Pada 2017 lalu, usulan konsep Omnibus Law ini sempat dilontarkan Menteri Agraria dan Tata Ruang/Kepala Badan Pertanahan Nasional Sofyan Djalil ketika mengeluhkan rumitnya ketentuan investasi di Indonesia yang syaratnya diatur beberapa UU sekaligus.[1] Semangat penyederhanaan izin tersebut kemudian dituangkan dalam PP №24 Tahun 2018 tentang Online Single Submission yang isinya banyak dikritik karena ketentuan penyederhanaan proses perizinan investasi cenderung mengenyampingkan ketentuan perlindungan lingkungan hidup.

Presiden Joko Widodo sendiri sejak periode pertama banyak mengeluarkan kebijakan pro investasi sehingga bukan hal yang aneh jika pemerintahannya setuju dengan ide Omnibus Law untuk memangkas perizinan investasi.[2] Pada pidato pelantikannya, Jokowi menyampaikan rencananya membuat RUU Omnibus Law yang memangkas aturan hukum yang terlalu rumit yang menghambat investasi.[3] RUU Omnibus Law Cipta Lapangan Kerja kemudian dibentuk dengan ketentuan yang akan mengubah 1.239 pasal dari 79 UU dari 11 kluster yang berbeda untuk menyederhanakan aturan investasi dengan target waktu 100 hari kerja.[4]
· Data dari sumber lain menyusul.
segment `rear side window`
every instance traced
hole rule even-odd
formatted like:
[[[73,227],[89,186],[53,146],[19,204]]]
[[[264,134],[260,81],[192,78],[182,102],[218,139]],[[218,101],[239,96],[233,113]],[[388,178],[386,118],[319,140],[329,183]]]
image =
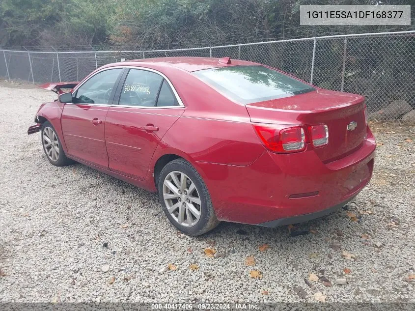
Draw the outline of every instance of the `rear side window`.
[[[179,103],[176,99],[176,96],[173,94],[170,85],[167,81],[163,81],[159,98],[157,99],[157,107],[166,107],[170,106],[178,106]]]
[[[130,69],[121,89],[120,105],[154,107],[163,78],[151,71]]]
[[[109,104],[121,68],[108,69],[99,72],[83,84],[74,95],[75,104]]]
[[[263,66],[231,66],[193,73],[225,96],[245,104],[315,90],[301,81]]]

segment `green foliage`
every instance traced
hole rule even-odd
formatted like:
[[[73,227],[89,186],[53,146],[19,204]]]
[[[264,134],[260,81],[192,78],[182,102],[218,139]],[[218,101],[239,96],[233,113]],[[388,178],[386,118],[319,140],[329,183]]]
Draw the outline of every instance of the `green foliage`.
[[[413,4],[415,0],[404,1],[386,0],[385,3]],[[167,48],[413,28],[299,25],[301,4],[378,2],[377,0],[1,0],[0,44]]]

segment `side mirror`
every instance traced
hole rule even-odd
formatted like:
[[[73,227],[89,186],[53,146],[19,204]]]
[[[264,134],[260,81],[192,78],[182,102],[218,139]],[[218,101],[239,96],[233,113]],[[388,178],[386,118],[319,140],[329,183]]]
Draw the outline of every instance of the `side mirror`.
[[[61,94],[57,97],[57,98],[59,99],[59,101],[61,103],[72,102],[72,93],[70,92]]]

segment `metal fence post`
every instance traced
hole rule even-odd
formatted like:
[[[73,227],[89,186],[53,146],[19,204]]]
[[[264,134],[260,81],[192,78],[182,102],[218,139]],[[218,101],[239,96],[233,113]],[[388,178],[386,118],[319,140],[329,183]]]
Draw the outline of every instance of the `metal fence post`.
[[[51,46],[51,47],[56,52],[56,59],[57,61],[57,72],[59,73],[59,82],[62,82],[62,79],[60,79],[60,66],[59,65],[59,53],[55,49],[54,47],[53,46]]]
[[[30,60],[30,52],[29,52],[29,50],[28,50],[27,49],[26,49],[26,48],[25,48],[25,47],[23,47],[25,50],[26,50],[26,51],[28,51],[28,55],[29,56],[29,65],[30,66],[30,73],[32,75],[32,82],[33,82],[33,84],[34,84],[34,78],[33,78],[33,70],[32,70],[32,62]],[[29,80],[28,79],[28,81],[29,81]]]
[[[7,72],[7,77],[9,78],[9,80],[10,80],[10,75],[9,73],[9,66],[7,66],[7,60],[6,59],[6,53],[4,52],[4,50],[3,50],[3,55],[4,57],[4,63],[6,64],[6,71]]]
[[[347,38],[344,38],[344,50],[343,51],[343,69],[341,71],[341,88],[340,91],[344,89],[344,71],[346,69],[346,52],[347,50]]]
[[[94,48],[92,47],[92,45],[91,45],[90,44],[90,45],[89,45],[89,46],[90,46],[90,47],[91,47],[91,49],[93,50],[93,51],[94,51],[94,54],[95,54],[95,69],[98,69],[98,62],[97,61],[97,52],[95,52],[95,49],[94,49]]]
[[[51,82],[52,82],[52,79],[54,78],[54,67],[55,67],[55,57],[54,57],[53,61],[52,61],[52,73],[51,74]]]
[[[313,59],[311,60],[311,75],[310,77],[310,84],[313,84],[313,76],[314,74],[314,59],[316,58],[316,43],[317,37],[314,37],[314,44],[313,46]]]

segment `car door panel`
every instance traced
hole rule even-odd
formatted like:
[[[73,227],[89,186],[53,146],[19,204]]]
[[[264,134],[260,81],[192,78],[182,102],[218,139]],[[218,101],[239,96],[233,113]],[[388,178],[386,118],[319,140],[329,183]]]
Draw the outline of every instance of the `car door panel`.
[[[61,118],[65,142],[70,156],[100,167],[108,167],[103,122],[109,106],[66,104]],[[95,122],[97,123],[98,122]]]
[[[65,104],[61,124],[70,156],[108,168],[104,122],[123,71],[98,72],[74,91],[73,103]]]
[[[157,145],[184,112],[165,78],[149,69],[130,69],[125,81],[120,82],[114,100],[119,105],[110,108],[105,120],[111,170],[144,179]],[[171,92],[169,102],[166,88]],[[156,107],[162,89],[163,105],[170,102],[170,107]]]
[[[130,178],[143,179],[159,142],[184,112],[184,108],[178,106],[111,107],[105,120],[110,169]]]

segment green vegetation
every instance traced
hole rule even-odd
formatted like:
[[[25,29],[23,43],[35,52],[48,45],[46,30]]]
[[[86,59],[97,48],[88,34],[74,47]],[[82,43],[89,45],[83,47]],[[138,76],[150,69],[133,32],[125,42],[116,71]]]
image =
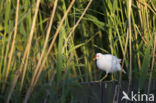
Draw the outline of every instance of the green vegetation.
[[[75,103],[103,75],[96,52],[124,58],[140,89],[156,78],[156,0],[0,0],[0,12],[2,103]]]

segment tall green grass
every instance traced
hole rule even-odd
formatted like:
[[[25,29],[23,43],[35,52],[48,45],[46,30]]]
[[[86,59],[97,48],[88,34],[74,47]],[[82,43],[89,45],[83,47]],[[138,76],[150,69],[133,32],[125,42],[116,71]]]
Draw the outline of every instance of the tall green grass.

Didukung dengan besarnya kekuatan partai pendukung pemerintah di parlemen,[5] Presiden bersama DPR RI pada Januari 2019 memasukan empat Rancangan Undang Undang (RUU) yang akan dibentuk dengan Omnibus Law dalam Prolegnas Prioritas 2020, yaitu RUU Perpajakan, RUU Ibu Kota Negara, RUU Kefarmasian dan terakhir RUU Cipta Lapangan Kerja.

Pada 12 Februari 2020, hanya dalam waktu satu bulan sejak penetapan prolegnas atau kurang dari empat bulan sejak dicanangkan dalam pidato pelantikannya, Presiden telah merampungkan penyusunan dan mengusulkan draf RUU Cipta Lapangan Kerja segera dibahas oleh DPR RI. Di tengah pandemi Covid-19, DPR RI terus melakukan pembahasan RUU tersebut. Terkini, Menteri Koordinator Bidang Kemaritiman dan Investasi, Luhut Pandjaitan mengatakan bahwa pembahasan akan rampung pada bulan Juli 2020 dan dapat segera dibawa ke paripurna.[6]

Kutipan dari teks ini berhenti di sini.